German Vice Chancellor Robert Habeck has agreed to stop accusing upstart populist party Sahra Wagenknecht Alliance (BSW) of being bought by the Kremlin after the party took legal action against him in court.
Habeck, a Green, had made the accusations against the BSW and the far-right Alternative for Germany (AfD) during the election campaign in the eastern German state of Saxony in August.
The BSW strongly opposes German military aid to Ukraine and has been accused by some critics of repeating Russian propaganda in its rhetoric on the issue.
According to the newspaper Süddeutsche Zeitung, Habeck said during a speech in Dresden in August: “Making yourself pay for your opinion, buying votes on the Internet, building up troll armies, having your opinion bought: that’s disgusting and it’s not decent, and we know that AfD and BSW are paid in the same way.”
The BSW took legal action over the comments. Habeck has now signed the associated cease and desist declaration, a Green Party spokeswoman said on Monday.
According to the spokeswoman, Habeck had “exaggerated a little too much” during the campaign event.
Sahra Wagenknecht, the founder and namesake of the BSW, wrote on X: “Lies have short legs. (…) It is good that the courts have stopped this spread of fake news.”
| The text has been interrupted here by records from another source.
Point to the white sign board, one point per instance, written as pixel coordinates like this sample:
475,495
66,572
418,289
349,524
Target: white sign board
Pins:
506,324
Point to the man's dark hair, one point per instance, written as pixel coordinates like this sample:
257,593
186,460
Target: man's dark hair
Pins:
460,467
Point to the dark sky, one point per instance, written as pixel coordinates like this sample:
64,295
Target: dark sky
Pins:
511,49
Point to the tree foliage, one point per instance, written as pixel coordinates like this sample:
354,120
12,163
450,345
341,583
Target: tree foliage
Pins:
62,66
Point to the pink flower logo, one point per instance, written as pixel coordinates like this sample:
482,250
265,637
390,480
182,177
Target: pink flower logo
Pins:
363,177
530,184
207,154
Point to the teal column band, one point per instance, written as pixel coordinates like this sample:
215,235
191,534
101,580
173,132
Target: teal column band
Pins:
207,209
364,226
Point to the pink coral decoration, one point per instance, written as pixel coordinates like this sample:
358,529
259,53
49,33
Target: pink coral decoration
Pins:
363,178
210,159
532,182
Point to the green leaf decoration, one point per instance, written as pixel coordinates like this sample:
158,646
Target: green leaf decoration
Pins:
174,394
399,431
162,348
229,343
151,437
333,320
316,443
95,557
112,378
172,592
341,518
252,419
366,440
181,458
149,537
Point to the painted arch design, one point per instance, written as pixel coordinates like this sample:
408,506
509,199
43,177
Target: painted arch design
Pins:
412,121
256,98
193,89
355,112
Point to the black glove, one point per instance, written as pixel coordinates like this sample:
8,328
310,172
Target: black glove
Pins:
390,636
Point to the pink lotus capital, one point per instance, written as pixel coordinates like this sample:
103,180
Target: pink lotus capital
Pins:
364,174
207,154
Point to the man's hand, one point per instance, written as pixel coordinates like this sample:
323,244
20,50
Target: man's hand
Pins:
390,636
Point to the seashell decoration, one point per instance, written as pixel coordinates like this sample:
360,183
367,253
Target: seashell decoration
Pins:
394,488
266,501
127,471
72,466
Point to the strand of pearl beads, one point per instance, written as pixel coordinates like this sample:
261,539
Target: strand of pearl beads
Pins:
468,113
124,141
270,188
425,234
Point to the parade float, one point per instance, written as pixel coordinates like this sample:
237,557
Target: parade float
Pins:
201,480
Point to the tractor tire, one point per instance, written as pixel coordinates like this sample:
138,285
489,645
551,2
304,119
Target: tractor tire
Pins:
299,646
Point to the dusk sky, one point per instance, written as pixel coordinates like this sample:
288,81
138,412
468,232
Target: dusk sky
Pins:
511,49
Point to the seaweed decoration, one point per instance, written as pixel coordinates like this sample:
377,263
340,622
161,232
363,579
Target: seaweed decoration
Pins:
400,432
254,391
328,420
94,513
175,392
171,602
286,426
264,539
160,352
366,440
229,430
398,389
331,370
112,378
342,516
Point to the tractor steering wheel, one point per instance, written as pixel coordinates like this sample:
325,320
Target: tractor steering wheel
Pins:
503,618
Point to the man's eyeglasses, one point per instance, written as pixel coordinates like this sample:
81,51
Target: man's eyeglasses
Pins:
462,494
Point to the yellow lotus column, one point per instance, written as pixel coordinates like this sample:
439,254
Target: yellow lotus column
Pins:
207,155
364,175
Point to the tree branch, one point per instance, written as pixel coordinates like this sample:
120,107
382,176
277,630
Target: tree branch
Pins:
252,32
According to the Greens, Habeck’s statement referred to questions about the BSW’s funding and the fact that the BSW “has not provided the promised transparency about where the money actually comes from.”
The Greens have urged the BSW to provide more transparency into how the new party finances its election campaigns.
During his speech in Dresden, Habeck, the leader of the Greens, said that people are certainly allowed to disagree with the current German government’s position on aid to Ukraine.
He also acknowledged that the government is not doing everything correctly in this area.
“But,” the Süddeutsche Zeitung quoted Habeck, “no one has been completely bribed – unlike the AfD and BSW.”
He added that everyone knows “that many of them are paid from Moscow and Beijing.”
The Russian government under President Vladimir Putin has been trying to influence opinion in Germany for a long time. However, according to the newspaper, there is no concrete evidence of payments by Russian agencies or intermediaries to the BSW.
This also applies to a group set up by the BSW, the association BSW eV, which is not subject to political campaign financing rules but passes donations to the party.
Several AfD politicians suspected of receiving money from Moscow have also denied the allegations.